It begins with the tiniest seed, but it becomes the greatest of all shrubs, a tree sheltering all kinds of birds. That’s the parable image of the kingdom of God that we read last Wednesday night in Confirmation. We were talking about the kingdom of God and Luther’s doctrine of two kingdoms. So, how do we understand the kingdom of God? Well, it’s already here. But also, it’s not here fully… we glimpse it. It’s coming more fully. God’s work in the world, Luther explained, can be understood in two realms. The kingdom of the left is the civil authorities. Its purpose is to provide law, justice, and peace for all. We need it because people don’t live together in perfect harmony. We need some rules. It’s power is temporary though. Rulers come and go. The kingdom of the right is the church. It is full of grace, love, and mercy for all without condition. When motivated by God’s way, the vision is that people don’t need laws to make them do the right thing because they do it before it’s demanded. It’s eternal… but we can sometimes see glimpses of it now…

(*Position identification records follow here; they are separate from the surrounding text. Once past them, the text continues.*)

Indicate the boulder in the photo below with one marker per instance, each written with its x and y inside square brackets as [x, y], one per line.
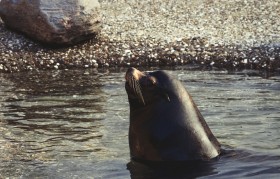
[54, 22]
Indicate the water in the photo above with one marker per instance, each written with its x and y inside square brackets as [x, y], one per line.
[74, 124]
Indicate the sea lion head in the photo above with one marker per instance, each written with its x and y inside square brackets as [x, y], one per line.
[144, 88]
[165, 123]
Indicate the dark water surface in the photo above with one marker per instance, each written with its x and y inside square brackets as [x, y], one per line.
[74, 124]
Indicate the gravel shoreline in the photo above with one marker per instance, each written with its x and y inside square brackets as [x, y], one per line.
[220, 34]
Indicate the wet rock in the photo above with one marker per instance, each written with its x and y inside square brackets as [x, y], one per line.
[59, 22]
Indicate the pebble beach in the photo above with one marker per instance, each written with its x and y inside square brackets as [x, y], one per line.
[238, 34]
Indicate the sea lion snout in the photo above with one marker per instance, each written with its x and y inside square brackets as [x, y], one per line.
[132, 78]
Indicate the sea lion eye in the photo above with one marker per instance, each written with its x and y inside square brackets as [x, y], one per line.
[152, 80]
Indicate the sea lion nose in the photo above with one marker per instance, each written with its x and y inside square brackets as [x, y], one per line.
[133, 72]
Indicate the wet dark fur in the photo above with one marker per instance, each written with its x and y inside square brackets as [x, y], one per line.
[165, 123]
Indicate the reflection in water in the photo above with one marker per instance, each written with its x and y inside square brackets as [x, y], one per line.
[74, 124]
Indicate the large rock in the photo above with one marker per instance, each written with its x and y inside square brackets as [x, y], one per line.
[59, 22]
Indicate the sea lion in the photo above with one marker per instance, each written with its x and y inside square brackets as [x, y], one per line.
[165, 123]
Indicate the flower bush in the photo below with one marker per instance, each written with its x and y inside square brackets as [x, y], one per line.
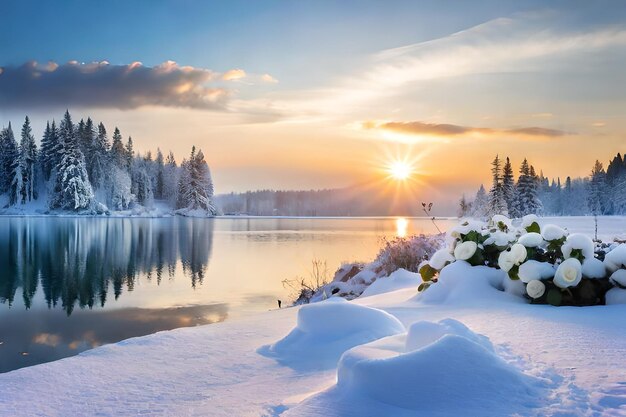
[554, 266]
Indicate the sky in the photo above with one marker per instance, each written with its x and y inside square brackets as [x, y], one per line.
[321, 94]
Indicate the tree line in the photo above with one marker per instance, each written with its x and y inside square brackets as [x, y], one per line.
[76, 168]
[603, 192]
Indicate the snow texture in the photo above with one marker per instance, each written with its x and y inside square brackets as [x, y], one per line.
[325, 330]
[398, 280]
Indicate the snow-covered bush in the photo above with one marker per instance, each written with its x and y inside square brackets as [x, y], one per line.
[555, 267]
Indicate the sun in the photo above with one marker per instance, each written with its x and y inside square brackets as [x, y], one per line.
[400, 170]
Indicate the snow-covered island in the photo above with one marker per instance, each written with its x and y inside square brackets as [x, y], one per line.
[76, 170]
[469, 343]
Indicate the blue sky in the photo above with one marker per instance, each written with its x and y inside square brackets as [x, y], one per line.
[309, 94]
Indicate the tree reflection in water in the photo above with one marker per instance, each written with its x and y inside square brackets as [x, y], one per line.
[77, 261]
[70, 262]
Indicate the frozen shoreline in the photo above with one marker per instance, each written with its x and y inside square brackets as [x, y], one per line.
[215, 370]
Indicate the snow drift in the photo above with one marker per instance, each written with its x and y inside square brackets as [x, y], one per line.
[435, 367]
[326, 329]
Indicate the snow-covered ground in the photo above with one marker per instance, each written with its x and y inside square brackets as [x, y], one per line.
[463, 347]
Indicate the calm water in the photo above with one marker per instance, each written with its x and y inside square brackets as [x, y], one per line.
[70, 284]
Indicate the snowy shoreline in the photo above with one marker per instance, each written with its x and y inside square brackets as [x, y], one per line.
[215, 370]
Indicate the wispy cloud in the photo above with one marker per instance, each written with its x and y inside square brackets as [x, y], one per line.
[103, 85]
[447, 130]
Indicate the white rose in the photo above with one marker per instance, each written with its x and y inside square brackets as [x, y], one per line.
[619, 276]
[440, 259]
[531, 240]
[529, 219]
[534, 270]
[498, 218]
[505, 261]
[535, 288]
[552, 232]
[580, 242]
[518, 253]
[568, 274]
[465, 250]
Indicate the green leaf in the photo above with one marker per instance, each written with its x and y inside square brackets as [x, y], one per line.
[534, 227]
[578, 254]
[554, 297]
[427, 272]
[514, 273]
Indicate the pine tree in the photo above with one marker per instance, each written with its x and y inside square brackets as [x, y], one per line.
[465, 207]
[118, 153]
[597, 186]
[72, 190]
[24, 180]
[159, 180]
[8, 158]
[99, 161]
[508, 185]
[129, 153]
[497, 203]
[195, 184]
[480, 206]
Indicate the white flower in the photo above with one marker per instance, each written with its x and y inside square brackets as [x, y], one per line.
[580, 242]
[619, 276]
[498, 218]
[531, 240]
[465, 250]
[534, 270]
[440, 259]
[505, 261]
[552, 232]
[535, 288]
[593, 268]
[616, 258]
[568, 274]
[529, 219]
[519, 253]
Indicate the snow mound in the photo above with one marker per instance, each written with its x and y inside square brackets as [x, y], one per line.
[326, 329]
[461, 284]
[442, 366]
[398, 280]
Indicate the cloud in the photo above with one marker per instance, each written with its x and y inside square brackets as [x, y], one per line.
[103, 85]
[235, 74]
[443, 129]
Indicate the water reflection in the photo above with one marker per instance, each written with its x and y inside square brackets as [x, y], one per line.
[31, 339]
[402, 226]
[78, 262]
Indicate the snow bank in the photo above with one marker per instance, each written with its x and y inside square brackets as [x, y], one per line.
[396, 281]
[460, 284]
[326, 329]
[442, 366]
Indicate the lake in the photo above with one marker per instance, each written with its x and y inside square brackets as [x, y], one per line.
[68, 284]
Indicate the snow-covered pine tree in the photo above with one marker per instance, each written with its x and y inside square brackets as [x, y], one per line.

This “two kingdoms” theory of God’s activity is not the same as the principle of the separation of church and state. According to Luther, the civil and the church realm are not two mutually exclusive realms. Both coexist at the same time. We participate in both… God is present and interested in both. And unlike how this doctrine was mis-used during the years of the Nazi regime, a time when some Lutherans argued that we must obey civil authority even when it is wrong, our Confirmation booklet was very clear that Luther’s original teaching was that if civil authorities do not fulfill their role of providing justice and peace, that’s when we—people of both kingdoms—must speak and act.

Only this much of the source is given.